Major Mike Allwright’s Community Ministries teams had a tough 2011 dealing with the human cost of the Canterbury quakes. This was on top of the already rising demand for social services in the wake of the recession.
Community Ministries across the South Island have been under intense pressure coping with the stream of Christchurch residents seeking to escape the tragedy, confusion and creeping poverty following the quakes. Mike says a large number of these families left town with only the possessions they could squeeze into their cars, many turning up at local Community Ministries seeking help with clothing, accommodation, furniture and food.
To add to the division’s long list of challenges, three major Christchurch Family Stores were destroyed or severely damaged during the quakes, cutting off an important source of funding to local community ministries at a time when they need it most.
The South Island’s Community Ministries centres are running at full throttle, Mike says. It’s a testament to the dedication and energy of their officers and staff, and the backing of local corps, as well as the teams of Salvation Army volunteers from around the country, that they have been able to cope with demand, he says.
‘Prior to the quakes, more and more families were coming to us with increasingly complicated problems related to job losses and reduced work hours,’ Mike says. ‘With the quakes, the volume of people we were working with—now including middle-income families —and the range of problems they faced exploded. And when the middle income-earners are coming to The Salvation Army for assistance, then you know things are bad,’ he says.
The numbers tell the story. From the last three months of 2010, compared to the same period in 2011, food parcel distribution in the Southern Division increased almost 40 per cent to a total of 15,540. This excludes 11,255 food parcels earmarked for earthquake emergency food aid, processed and distributed mainly through the region’s Community Ministries centres.

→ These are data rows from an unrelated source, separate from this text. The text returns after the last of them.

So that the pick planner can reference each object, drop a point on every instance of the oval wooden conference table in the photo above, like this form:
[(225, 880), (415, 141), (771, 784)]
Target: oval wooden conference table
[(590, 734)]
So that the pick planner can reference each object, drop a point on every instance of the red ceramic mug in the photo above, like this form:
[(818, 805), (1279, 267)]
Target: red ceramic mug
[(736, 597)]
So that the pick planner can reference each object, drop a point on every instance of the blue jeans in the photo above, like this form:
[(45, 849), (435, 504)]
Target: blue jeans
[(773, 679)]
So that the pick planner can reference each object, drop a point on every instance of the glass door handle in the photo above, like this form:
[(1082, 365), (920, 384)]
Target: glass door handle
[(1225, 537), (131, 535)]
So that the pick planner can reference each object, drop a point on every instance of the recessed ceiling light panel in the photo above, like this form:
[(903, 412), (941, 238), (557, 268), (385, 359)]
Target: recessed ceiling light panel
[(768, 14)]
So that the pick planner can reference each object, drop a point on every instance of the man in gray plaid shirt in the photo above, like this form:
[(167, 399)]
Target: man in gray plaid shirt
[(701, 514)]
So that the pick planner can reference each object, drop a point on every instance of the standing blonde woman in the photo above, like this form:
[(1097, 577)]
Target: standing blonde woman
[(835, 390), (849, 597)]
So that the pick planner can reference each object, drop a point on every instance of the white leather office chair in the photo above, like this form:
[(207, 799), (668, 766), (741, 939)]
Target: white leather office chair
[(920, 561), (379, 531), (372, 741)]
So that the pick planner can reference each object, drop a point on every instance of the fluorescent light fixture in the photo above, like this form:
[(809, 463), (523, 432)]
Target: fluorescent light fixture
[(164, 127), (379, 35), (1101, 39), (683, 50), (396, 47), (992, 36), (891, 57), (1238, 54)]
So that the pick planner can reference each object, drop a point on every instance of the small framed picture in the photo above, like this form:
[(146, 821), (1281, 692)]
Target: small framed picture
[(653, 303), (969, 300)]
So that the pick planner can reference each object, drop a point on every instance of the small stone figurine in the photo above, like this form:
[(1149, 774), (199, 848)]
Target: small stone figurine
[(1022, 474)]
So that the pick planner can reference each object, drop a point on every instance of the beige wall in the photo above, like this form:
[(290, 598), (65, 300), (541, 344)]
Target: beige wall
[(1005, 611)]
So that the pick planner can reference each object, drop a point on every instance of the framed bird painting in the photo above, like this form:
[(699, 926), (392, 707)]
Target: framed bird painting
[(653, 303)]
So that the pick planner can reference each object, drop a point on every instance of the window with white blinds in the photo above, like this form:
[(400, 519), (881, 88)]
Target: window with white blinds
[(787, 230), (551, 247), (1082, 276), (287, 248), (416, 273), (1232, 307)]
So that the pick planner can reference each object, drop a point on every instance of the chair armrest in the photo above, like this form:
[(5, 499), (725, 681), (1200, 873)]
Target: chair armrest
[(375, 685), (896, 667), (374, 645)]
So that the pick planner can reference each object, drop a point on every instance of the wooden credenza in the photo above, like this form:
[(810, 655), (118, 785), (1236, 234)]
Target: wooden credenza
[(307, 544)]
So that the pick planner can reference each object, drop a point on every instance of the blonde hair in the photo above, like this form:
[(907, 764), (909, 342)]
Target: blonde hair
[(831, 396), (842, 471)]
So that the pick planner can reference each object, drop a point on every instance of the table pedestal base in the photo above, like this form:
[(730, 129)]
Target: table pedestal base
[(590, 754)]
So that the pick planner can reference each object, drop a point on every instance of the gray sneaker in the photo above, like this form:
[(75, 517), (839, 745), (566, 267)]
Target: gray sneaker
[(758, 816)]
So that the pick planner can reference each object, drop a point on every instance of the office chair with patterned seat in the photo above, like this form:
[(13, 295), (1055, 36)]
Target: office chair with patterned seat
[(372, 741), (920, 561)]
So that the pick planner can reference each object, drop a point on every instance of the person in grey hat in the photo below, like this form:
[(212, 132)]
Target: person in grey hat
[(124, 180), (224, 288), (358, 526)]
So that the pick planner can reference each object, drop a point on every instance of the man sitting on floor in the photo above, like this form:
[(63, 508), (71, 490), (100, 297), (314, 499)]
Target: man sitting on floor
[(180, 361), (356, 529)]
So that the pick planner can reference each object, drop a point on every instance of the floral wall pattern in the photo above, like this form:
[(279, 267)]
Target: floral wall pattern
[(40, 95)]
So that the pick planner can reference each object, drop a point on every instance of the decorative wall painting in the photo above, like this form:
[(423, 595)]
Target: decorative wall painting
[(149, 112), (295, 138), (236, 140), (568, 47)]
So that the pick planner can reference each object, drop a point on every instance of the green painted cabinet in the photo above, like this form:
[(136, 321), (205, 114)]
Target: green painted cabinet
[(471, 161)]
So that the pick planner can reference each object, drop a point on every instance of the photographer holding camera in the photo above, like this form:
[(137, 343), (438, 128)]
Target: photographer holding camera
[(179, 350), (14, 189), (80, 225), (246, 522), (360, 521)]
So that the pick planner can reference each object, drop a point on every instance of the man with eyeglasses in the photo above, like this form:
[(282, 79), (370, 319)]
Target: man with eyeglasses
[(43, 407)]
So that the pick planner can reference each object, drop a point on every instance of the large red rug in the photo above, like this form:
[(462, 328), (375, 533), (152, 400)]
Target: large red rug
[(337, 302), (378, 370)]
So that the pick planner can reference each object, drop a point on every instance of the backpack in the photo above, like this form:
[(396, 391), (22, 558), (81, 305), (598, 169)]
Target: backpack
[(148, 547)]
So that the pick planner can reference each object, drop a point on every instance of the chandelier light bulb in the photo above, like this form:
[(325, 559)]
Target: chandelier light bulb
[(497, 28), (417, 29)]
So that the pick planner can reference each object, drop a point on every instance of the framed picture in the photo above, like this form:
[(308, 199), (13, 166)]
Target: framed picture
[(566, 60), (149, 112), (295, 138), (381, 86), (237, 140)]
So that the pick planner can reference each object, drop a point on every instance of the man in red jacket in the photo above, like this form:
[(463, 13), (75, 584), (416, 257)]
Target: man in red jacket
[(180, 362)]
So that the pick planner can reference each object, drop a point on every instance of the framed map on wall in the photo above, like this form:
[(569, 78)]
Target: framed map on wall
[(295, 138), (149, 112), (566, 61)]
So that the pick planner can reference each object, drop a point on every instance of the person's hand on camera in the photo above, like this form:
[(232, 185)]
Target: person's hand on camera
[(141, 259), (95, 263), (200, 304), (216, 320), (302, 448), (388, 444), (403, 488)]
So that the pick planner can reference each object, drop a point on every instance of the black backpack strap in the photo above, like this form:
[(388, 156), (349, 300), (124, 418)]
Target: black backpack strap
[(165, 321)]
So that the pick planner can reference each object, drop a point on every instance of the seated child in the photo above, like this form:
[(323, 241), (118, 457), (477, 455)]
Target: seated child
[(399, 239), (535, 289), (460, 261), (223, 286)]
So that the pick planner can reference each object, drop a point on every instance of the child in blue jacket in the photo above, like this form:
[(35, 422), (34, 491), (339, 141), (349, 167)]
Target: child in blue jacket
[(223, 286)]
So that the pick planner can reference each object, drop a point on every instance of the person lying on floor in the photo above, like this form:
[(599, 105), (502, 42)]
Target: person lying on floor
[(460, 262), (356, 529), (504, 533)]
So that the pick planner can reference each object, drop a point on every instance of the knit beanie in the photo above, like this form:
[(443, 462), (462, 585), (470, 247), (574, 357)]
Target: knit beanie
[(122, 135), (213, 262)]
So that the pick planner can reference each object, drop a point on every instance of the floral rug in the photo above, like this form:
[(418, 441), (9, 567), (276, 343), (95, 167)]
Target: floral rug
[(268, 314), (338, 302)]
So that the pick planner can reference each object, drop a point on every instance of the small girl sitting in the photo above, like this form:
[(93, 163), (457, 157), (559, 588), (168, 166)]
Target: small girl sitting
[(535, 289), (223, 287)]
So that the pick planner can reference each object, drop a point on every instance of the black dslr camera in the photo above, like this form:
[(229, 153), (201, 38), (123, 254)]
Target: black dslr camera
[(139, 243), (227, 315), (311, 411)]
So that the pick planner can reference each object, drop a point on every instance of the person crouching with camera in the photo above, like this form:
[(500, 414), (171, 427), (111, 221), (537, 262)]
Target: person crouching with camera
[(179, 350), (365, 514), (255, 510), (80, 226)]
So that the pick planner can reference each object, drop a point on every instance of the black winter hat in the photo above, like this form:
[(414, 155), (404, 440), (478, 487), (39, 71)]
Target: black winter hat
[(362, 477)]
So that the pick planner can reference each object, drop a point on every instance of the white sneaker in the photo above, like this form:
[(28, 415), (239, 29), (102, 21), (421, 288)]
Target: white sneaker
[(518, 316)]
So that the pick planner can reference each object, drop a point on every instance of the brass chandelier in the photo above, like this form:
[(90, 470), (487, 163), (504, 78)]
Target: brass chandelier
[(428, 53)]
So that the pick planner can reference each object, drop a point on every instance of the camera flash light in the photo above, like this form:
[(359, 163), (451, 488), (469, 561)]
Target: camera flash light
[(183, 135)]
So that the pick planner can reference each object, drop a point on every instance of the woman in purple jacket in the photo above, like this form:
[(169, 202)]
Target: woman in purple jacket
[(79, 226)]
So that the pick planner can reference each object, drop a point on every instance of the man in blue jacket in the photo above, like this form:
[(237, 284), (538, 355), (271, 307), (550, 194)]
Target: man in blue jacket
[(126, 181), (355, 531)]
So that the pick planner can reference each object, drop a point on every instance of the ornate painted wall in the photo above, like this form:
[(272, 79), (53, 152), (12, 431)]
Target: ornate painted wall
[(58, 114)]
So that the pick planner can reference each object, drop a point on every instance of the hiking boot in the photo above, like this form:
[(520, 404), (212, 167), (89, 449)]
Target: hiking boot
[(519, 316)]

The rising complexity of the underlying problems that bring clients to Southern Division Community Ministries is reflected in the work carried out behind the food banks. The provision of social work services in 2011 increased 128.5 per cent and budgeting 26.3 per cent.
To put the increases into a wider context, at the start of the recession in 2008, the Southern Division was distributing about 1760 food parcels per quarter. This has leapt to 4400 for the last quarter of 2011, or a 150 per cent rise. The increase in intensity of the work during this period is illustrated by the 189 per cent rise in budgeting services provided, and a 203 per cent jump in the provision of social work services.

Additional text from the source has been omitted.